“Sounds as if it might be Hamar and Curtis,” Kelson remarked.
“That’s it!” the man ejaculated. “’Amar. I heard the other fellow call him by that name.”
“How long ago is it since they were here?” Kelson asked.
“I can’t say, perhaps ten minutes. I’ve lost count of time and everything else, since I’ve slept out here. They talked of going to the Serpentine.”
“We had better try and find them,” Kelson said.
“If you had the money couldn’t you get shelter for the night,” Lilian Rosenberg said. “It must be awful to lie out here in the cold, feeling ill and hungry.”
“I dare say some place would take me in,” the man muttered, “only I couldn’t walk—at least no distance.”
“Well! here’s five shillings,” Lilian Rosenberg said, “put it somewhere safe—and try and hobble to the gates. If they haven’t closed them, you will be all right.”

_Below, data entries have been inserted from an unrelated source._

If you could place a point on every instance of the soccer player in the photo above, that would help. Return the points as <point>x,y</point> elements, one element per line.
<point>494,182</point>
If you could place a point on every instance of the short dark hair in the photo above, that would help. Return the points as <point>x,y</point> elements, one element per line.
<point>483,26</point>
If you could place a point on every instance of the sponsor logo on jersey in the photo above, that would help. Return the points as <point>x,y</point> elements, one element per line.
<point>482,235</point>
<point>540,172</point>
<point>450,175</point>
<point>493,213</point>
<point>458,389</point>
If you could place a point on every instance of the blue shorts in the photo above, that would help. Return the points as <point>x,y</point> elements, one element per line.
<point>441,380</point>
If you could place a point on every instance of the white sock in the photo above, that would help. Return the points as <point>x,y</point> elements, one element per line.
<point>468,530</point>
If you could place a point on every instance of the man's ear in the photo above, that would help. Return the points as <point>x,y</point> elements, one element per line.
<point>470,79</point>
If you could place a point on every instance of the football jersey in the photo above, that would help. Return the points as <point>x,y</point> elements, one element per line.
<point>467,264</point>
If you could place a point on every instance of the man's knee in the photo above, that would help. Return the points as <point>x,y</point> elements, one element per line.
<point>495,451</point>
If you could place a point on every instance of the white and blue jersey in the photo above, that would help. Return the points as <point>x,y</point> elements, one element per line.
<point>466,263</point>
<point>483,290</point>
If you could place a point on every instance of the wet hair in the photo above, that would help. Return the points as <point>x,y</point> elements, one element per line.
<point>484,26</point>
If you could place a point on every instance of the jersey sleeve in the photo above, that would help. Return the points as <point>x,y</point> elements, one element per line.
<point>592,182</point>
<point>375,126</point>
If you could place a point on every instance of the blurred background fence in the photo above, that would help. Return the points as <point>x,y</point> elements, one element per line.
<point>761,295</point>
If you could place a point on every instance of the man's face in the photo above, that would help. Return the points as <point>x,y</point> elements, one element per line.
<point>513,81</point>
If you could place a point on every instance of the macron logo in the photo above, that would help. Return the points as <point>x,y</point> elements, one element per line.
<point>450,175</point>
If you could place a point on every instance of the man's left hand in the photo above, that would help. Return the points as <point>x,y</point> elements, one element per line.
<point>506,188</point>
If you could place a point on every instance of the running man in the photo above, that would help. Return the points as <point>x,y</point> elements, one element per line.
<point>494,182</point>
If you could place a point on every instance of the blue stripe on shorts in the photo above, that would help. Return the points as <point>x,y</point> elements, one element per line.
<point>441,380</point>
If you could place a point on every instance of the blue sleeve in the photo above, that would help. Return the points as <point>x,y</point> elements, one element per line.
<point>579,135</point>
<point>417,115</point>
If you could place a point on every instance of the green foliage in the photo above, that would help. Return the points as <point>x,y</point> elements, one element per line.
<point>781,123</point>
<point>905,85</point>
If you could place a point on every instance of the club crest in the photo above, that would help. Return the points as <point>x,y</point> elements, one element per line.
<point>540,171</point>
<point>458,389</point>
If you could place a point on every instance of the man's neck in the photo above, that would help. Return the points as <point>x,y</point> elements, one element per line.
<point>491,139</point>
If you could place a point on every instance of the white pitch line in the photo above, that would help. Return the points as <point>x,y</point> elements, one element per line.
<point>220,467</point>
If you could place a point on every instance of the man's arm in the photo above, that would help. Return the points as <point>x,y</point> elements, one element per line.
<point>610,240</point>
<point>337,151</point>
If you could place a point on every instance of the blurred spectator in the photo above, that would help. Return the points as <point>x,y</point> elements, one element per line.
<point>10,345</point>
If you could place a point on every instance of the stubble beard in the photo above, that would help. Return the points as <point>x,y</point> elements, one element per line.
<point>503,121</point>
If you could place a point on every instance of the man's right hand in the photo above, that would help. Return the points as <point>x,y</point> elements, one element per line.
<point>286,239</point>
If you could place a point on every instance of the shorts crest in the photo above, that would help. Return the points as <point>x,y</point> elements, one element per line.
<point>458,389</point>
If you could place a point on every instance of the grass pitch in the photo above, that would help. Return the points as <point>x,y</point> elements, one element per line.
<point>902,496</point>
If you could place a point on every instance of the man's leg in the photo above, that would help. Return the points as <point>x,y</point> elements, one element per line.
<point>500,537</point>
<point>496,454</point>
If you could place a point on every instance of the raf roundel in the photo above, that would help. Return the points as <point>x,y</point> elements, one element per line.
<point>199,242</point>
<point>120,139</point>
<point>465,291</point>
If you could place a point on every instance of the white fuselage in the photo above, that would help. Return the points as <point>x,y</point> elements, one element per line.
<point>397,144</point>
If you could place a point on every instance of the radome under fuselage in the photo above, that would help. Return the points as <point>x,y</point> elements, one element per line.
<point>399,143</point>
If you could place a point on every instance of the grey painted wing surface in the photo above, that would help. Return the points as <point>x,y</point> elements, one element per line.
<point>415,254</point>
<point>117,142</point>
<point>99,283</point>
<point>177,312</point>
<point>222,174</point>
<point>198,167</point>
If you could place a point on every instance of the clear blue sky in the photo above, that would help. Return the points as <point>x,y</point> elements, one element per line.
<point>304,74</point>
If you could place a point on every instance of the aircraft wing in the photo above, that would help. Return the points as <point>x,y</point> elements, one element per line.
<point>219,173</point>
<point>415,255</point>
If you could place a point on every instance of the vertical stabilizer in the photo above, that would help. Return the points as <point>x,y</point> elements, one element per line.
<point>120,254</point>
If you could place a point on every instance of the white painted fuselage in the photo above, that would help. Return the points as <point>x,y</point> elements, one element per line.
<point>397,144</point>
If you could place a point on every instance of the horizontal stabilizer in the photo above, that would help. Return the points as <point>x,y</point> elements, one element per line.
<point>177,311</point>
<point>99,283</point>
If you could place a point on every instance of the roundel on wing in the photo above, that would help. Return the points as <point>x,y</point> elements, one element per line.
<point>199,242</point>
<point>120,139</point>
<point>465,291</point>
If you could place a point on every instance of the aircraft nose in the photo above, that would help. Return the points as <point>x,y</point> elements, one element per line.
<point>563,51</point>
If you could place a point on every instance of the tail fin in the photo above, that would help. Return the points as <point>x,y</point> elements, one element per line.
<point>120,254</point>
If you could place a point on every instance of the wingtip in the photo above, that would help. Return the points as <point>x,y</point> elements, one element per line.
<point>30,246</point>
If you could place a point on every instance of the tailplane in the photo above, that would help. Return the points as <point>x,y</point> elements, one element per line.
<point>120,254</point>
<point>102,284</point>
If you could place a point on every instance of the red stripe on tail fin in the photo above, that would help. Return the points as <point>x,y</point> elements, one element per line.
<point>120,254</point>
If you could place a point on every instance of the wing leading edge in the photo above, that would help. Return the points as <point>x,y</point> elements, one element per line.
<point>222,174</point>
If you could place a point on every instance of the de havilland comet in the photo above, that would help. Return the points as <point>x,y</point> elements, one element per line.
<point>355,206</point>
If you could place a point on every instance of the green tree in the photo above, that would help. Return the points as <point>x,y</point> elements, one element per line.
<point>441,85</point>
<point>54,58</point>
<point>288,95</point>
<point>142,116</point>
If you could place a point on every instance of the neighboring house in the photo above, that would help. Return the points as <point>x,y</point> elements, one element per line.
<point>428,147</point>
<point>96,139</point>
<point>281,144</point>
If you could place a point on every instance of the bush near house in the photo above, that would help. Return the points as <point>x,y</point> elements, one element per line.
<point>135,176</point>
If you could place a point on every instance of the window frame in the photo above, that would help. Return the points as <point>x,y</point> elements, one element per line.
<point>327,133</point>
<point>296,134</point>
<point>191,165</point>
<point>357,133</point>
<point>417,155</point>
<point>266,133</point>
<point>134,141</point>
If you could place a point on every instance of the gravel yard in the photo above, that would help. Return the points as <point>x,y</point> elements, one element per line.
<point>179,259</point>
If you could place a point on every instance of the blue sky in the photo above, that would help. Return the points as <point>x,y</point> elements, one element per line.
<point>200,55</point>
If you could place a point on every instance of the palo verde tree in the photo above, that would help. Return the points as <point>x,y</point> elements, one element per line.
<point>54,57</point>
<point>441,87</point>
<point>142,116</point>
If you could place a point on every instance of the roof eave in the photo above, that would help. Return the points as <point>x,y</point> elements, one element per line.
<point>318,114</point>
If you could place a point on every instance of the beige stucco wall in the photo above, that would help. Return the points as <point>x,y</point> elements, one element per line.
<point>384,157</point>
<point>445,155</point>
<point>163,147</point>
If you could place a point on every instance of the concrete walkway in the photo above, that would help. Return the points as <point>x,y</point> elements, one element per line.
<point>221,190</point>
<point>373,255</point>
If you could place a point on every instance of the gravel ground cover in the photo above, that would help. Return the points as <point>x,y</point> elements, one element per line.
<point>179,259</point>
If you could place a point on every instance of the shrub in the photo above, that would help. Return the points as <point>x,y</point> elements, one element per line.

“Five shillings!” the man gasped; “that’s—it’s no good—I can’t count. I’ve no head now. Thank you, missy! God bless you. I’ll get something hot—something to stifle the pain.” He struggled on to his knees, and Lilian Rosenberg helped him to rise.
“How could you be so foolish as to touch him,” Kelson said, as they started off down a path, they hoped would take them to the Serpentine. “You may depend upon it, he was swarming with vermin—tramps always are.”
“Very probably, but I run just as much risk in a ’bus, the twopenny tube, or a cinematograph show. Besides, I can’t see a human being helpless without offering help. Listen! there’s some one else groaning! The Park is full of groans.”
What she said was true—the Park was full of groans. From every direction, borne to them by the gently rustling wind, came the groans of countless suffering outcasts—legions of homeless, starving men and women. Some lay right out in the open on their backs, others under cover of the trees, others again on the seats. They lay everywhere—these shattered, tattered, battered wrecks of humanity—these gangrened exiles from society, to whom no one ever spoke; whom no one ever looked at; whom no one would even own that they had seen; whose lot in life not even a stray cat envied. Here were two of them—a man and a woman tightly hugged in each other’s embrace—not for love—but for warmth. Lilian Rosenberg almost fell over them, but they took no notice of her. Every now and then, one of them would emerge from the shelter of the trees, and cross the grass in the direction of the distant, gleaming water, with silent, stealthy tread. Once a tall, gaunt figure, suddenly sprang up and confronted the two adventurers; but the moment Kelson raised his stick, it jabbered something wholly unintelligible, and sped away into the darkness.
“A scene like this makes one doubt the existence of a good God,” Lilian Rosenberg said.
“It makes one doubt the existence of anything but Hell,” Kelson said. “Compared with all this suffering—the suffering of these thousands of hungry, hopeless wretches—the bulk of whom are doubtless tortured incessantly, with the pains of cancer and tuberculosis, to say nothing of neuralgia and rheumatism—Dante’s Inferno and Virgil’s Hades pale into insignificance. The devil is kind compared with God.”